Tony Danker, director-general of the Confederation of British Industry, urged Sunak to settle a dispute with the EU over trade between Great Britain and Northern Ireland in order to unlock more opportunities for trade and to ease immigration restrictions which are adding to the cost-of-living crisis.

"We've got an immigration system that's far too nervous about bringing in the skills we need," Danker said in an interview with Bloomberg Television's Lizzy Burden, arguing that the shortage of workers is adding to the "stagflation" pressures in the U.K. economy.
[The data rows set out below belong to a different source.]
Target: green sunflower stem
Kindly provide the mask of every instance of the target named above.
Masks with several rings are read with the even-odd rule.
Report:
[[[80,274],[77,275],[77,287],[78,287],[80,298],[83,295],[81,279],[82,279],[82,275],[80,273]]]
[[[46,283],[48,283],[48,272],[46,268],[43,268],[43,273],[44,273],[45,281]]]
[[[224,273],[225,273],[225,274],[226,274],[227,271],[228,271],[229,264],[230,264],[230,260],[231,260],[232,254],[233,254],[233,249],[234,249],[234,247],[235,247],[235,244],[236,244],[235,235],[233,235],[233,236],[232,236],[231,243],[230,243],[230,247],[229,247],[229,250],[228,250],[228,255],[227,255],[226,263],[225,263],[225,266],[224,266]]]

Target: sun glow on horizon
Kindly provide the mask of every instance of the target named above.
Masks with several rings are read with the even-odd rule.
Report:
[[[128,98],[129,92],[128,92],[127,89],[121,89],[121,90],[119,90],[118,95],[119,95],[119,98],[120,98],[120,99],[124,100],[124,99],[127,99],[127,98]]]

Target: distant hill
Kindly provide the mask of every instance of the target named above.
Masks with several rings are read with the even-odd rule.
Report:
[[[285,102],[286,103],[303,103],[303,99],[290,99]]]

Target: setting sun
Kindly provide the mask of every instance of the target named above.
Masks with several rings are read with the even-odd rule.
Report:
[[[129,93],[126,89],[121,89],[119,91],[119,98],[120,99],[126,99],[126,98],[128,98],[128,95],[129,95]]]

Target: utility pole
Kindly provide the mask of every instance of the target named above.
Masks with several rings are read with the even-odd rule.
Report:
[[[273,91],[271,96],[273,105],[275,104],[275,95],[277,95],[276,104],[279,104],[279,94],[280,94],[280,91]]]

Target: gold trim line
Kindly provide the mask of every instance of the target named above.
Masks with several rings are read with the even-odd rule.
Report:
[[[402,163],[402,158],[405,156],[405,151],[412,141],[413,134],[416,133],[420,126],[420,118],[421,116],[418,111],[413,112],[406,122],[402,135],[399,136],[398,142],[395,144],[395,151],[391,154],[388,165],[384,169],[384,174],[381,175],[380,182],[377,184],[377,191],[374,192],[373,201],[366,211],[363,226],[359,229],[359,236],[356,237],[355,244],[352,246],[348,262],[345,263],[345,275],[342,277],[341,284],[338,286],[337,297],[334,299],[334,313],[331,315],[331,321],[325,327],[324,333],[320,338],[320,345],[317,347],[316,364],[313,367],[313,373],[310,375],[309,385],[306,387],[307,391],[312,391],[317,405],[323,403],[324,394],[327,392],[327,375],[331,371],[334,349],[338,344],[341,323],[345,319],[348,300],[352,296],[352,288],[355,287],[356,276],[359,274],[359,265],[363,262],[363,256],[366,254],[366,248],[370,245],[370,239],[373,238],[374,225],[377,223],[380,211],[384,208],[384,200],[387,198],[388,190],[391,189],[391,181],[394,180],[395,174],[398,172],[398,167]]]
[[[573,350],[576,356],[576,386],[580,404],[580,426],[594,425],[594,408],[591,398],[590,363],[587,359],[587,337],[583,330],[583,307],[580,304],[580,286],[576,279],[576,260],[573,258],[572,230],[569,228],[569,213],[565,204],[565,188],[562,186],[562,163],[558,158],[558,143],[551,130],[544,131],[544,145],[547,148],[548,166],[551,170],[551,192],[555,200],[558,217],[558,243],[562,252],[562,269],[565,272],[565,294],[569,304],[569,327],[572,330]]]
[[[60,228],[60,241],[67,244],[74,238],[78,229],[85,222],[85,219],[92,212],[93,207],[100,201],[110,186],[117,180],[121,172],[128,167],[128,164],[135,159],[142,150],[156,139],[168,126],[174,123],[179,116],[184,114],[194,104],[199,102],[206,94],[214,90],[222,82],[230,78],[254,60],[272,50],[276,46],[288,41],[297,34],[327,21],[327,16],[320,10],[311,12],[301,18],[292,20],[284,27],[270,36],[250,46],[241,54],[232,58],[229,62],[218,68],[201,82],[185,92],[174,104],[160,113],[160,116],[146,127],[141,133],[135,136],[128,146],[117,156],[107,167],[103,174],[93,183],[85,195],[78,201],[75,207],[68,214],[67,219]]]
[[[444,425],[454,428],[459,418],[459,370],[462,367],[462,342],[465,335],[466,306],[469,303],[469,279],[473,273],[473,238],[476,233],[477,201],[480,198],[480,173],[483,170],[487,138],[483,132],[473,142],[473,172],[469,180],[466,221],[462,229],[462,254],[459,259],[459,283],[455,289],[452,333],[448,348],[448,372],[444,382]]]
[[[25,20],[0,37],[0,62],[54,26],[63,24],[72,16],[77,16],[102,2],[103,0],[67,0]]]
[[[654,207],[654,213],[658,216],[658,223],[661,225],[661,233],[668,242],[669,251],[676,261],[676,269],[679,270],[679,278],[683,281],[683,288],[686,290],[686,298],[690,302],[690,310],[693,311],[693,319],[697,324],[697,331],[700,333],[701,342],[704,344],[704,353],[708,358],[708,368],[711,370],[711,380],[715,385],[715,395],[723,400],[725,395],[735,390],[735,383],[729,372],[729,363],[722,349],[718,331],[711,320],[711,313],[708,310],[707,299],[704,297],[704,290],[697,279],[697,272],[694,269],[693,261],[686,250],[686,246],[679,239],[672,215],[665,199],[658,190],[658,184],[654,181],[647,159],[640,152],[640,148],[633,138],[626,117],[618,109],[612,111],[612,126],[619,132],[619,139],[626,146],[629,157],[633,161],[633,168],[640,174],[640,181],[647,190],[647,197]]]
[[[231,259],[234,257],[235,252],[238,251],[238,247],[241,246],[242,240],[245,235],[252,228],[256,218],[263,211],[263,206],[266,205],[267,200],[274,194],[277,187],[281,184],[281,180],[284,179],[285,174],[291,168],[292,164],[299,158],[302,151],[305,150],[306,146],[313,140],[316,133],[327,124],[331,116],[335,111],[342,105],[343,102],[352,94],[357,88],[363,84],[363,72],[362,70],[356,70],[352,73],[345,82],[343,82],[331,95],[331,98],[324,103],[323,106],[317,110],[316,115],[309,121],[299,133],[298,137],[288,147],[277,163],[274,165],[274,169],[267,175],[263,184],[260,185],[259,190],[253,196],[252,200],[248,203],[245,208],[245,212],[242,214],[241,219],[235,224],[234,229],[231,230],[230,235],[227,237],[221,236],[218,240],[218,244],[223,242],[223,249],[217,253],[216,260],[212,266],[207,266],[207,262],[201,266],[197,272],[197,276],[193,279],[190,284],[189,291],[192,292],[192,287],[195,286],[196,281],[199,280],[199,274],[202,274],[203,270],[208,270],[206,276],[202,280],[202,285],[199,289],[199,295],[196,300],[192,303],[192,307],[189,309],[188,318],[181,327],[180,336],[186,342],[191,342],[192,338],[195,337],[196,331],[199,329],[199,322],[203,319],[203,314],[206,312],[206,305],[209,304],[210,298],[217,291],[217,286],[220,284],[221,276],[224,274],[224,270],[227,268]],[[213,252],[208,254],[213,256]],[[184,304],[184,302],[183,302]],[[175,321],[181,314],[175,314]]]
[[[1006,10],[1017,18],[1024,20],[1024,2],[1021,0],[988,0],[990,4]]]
Danker was due to appear alongside Sunak at the CBI's annual conference in Birmingham on Monday morning as the prime minister's team seeks to head off a fresh dispute over the U.K.'s approach to trade with the EU This comes after No. 10 Downing St. denied a report in the Sunday Times that the U.K. is considering pushing for a Swiss-style relationship with the EU, an idea that had angered Brexit hard-liners.


Former cabinet minister Simon Clarke said on Twitter that he hoped that wasn't under consideration, and former U.K. Independence Party Leader Nigel Farage said "this level of betrayal will never be forgiven."

Danker said that the government should avoid opening up the broader debate over Brexit and focus on potential benefits from the existing deal, such as partnerships in science and mutual recognition of professional qualifications. Those initiatives are being held up by the dispute over Northern Ireland.

"Forget about the Swiss deal," Danker said. "We just want the Boris Johnson Brexit deal to be implemented and that's not happening right now because of the Northern Ireland Protocol."

Switzerland is a member of the European Free Trade Association, which, thanks to about 120 bilateral accords, participates in the single market for most goods. But it also has to accept free movement of labor, EU market regulations and makes annual payments to the bloc's budget -- all of which are red lines to hard line Brexiteers on the right of Sunak's Conservative Party.

The pushback shows the bind Sunak is in as he and Jeremy Hunt, the Chancellor of the Exchequer, seek to boost the U.K.'s economy, which Hunt said last week is already in a recession that's predicted to last through 2023. Hunt on Thursday unveiled a $65 billion package of tax rises and spending cuts as he sought to restore the confidence of markets in the economy two months after former Prime Minister Liz Truss's disastrous plan for $53 billion of unfunded tax cuts.

The government's fiscal watchdog, the Office for Budget Responsibility, estimates Brexit will lower Britain's trade intensity by 15% over the longer term, despite the promises of those who campaigned for the divorce that it would allow the country to become a more agile trading nation.

Instead, British businesses trading with Europe have faced extra red tape. Meanwhile the U.K. is still in a standoff with the bloc over trading arrangements between Northern Ireland -- which still follows EU rules -- and Great Britain. While a Swiss-style deal would ease those tensions, the U.K. government issued a statement on Sunday calling the Times report "categorically untrue."

Nevertheless, there are signs Sunak's administration is trying to repair the fractious relationship with the EU that prevailed under Johnson, who negotiated the Brexit deal, and his short-lived successor Truss, who promoted legislation to unilaterally break with the so-called Northern Ireland Protocol governing the region's trade.

"Having unfettered trade with our neighbors and countries all over the world is very beneficial to growth," Hunt told BBC Radio on Friday, adding that in the years ahead, the U.K. will be "able to remove the vast majority of the trade barriers that exist between us and the EU" while remaining outside the Single Market.

Information for this article was contributed by Joe Mayes of Bloomberg.